Peintre professionnelle à 20 ans, cela fait deux ans depuis que Wisline Katungu  exerce avec passion, ce métier qu’elle a appris d’une formation spécifique de six mois. Dans sa carrière professionnelle, elle peint déjà des maisons et autres objets d’art. «Devenir peintre était mon rêve d’antan, raison pour laquelle j’exerce avec soins mon métier », déclare-t-elle. Elle poursuit: «en outre, je paie les frais scolaires de mon frère de la troisième année primaire. Pour moi, c’est une satisfaction de prendre en charge l’un de mes frère».  

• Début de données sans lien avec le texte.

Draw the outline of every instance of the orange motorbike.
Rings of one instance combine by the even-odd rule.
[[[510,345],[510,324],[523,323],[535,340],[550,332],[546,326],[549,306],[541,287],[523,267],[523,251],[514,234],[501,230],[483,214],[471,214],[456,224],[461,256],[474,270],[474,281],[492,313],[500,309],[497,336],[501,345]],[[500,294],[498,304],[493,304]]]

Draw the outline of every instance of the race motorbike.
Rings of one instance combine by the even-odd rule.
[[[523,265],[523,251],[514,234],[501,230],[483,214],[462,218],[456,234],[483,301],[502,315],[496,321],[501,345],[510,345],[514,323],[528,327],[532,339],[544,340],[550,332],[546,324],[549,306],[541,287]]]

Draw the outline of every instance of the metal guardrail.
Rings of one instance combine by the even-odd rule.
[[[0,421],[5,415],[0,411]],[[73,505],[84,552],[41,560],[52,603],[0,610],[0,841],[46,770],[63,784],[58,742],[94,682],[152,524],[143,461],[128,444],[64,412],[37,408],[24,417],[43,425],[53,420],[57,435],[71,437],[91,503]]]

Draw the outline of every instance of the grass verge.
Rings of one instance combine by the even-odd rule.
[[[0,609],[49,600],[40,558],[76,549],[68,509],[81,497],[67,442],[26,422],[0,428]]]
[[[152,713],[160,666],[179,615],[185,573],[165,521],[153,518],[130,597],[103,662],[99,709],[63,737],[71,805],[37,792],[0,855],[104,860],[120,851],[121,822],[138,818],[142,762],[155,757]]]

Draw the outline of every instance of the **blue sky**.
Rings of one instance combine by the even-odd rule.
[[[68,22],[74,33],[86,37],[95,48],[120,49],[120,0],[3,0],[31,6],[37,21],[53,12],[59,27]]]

Dans le domaine des transports en commun à Goma, Esther Hadassa est la première conductrice d’un véhicule. Elle est contente d’avoir ouvert la voie à d’autres femmes, dans ce secteur. C’est depuis environ deux ans qu’elle œuvre comme chauffeur de minibus, empruntant les mêmes  tronçons que ses collègues hommes. Ce, quel que soit l’état de la route. «J’aime faire ce que les autres femmes rechignent. Je suis la propriétaire du minibus que je conduis. C’est qu’il faut savoir, je gagne ma vie en étant chauffeur de minibus de transport en commun», renseigne la conductrice.
Soutenue par la loi
Généralement, ces femmes passent la plupart de leur temps aux côtés des hommes, en train de travailler. L’article 2 du code de travail congolais, à son alinéa 1, stipule: «Le travail est pour chacun un droit et un devoir. Il constitue une obligation morale pour tous ceux qui n'en sont pas empêchés par l'âge ou l'inaptitude au travail constatée par un médecin». Me John Kazembe, avocat au barreau de Lubumbashi, exerçant à Goma, explique que les lois de la République donnent à la femme la possibilité de travailler dans le secteur de son choix, sans attendre l’autorisation de son mari, si elle est mariée. La constitution de la RDC à son article 14 stipule : «  que le pouvoir public doit assurer qu’il n’y ait pas de discrimination à l’égard de la femme. Le fait de voir les femmes  dans les secteurs de travail, être considéré comme des hommes, est une chose à encourager, car de notre côté, nous voyons qu’il y a une prise de conscience chez la femme», indique-t-il. En effet, l’article 14 de la constitution stipule ce qui suit: «Les pouvoirs publics veillent à l'élimination de toute forme de discrimination à l'égard de la femme et assurent la protection et la promotion de ses droits. Ils prennent, dans tous les domaines, notamment dans les domaines civil, politique, économique, social et culturel, toutes les mesures appropriées pour assurer le total épanouissement et la pleine participation de la femme au développement de la nation. Ils prennent des mesures pour lutter contre toute forme de violences faites à la femme dans la vie publique et dans la vie privée. La femme a droit à une représentation équitable au sein des institutions nationales, provinciales et locales. L'Etat garantit la mise en œuvre de la parité homme-femme dans les dites institutions. La loi fixe les modalités d'application de ces droits».
Appréciées par tous 
La majorité des collègues de service de ces femmes ne trouvent pas la différence dans l’exercice de leur métier. Tel est le cas de Faustin Safari, chef de chantier sur lequel Victorine Mumbiya travaille comme maçonne. Il apprécie la façon dont elle exerce son métier. «Depuis que j’ai commencé à travailler comme maçon, c’est ma première fois de travailler avec une femme maçons. J’ai eu à travailler avec les femmes aide-maçons, mais pas avec des femmes maçonnes qualifiées comme Victorine. Elle fait un travail excellent et de qualité et au même rythme  que les hommes», témoigne Faustin Safari.
«Elodie Mirindi est une femme courageuse. Lorsqu’elle s’était inscrite à l’institut de bâtiments et travaux publics (IBTP) personne de la famille ne croyait qu’elle irait jusqu’au bout. Aujourd’hui, c’est elle qui prend en charge notre famille. En cas de problème, surtout financier, nous recourons souvent à elle. » Indique Katembo Mwira, l’un des cousins d’Elodie Mirindi.
Me Prisca Kamala, avocate au barreau de Goma, pense que les gens qui voient la femme exercée l’un des métiers jadis réservés aux hommes par la société, souvent ils sont surpris de ce que fait cette femme. «Les femmes qui font ce genre de travail sont critiquées par les hommes quand elles échouent mais si elles réussissent ces derniers manquent quoi dire ». Pour elle « la société doit évoluer en laissant la femme travaillée à compétence égale avec les hommes ».